Ci sono serate che iniziano come tutte le altre: tavoli pieni, pane appena scaldato, il profumo del ragù che si sente già dalla porta. E poi ci sono quelle che… semplicemente non finiscono.
Era un venerdì sera, niente di strano all’apparenza. Ma a un certo punto, intorno alle 22:30, un tavolo ha chiesto “solo un digestivo”. Poi “un assaggino di dolce”. Poi “già che ci siamo, un altro calice di rosso”. Poi abbiamo messo un po’ di musica.
Alle 00:40 ridevano ancora tutti. Non c’erano altri tavoli, ma nemmeno il silenzio.

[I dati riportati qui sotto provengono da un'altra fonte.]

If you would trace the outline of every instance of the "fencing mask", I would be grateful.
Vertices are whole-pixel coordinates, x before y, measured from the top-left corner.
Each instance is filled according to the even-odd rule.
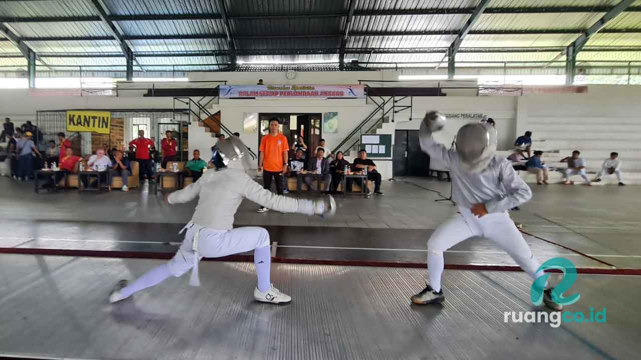
[[[468,124],[456,134],[456,152],[463,170],[479,173],[487,167],[496,151],[496,129],[487,124]]]
[[[237,136],[229,136],[218,145],[225,166],[246,172],[249,169],[249,151],[245,143]]]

Un’altra bottiglia è apparsa sul tavolo (non chiedeteci da dove) e la torta avanzata è sparità in un amen.
Nessuno guardava l’orologio. Nessuno aveva fretta. E noi, invece di sparecchiare in silenzio, ci siamo seduti cinque minuti a sentire storie, risate e ricordi di famiglia, come se ci conoscessimo da anni.
È finita alle 2:15. La sala era vuota, ma piena. Di calore, di parole e, sì, anche di bicchieri da lavare. Ma quelle sono le serate che non dimentichi. Quelle che ti fanno ricordare perché hai aperto un’osteria e non un’autofficina.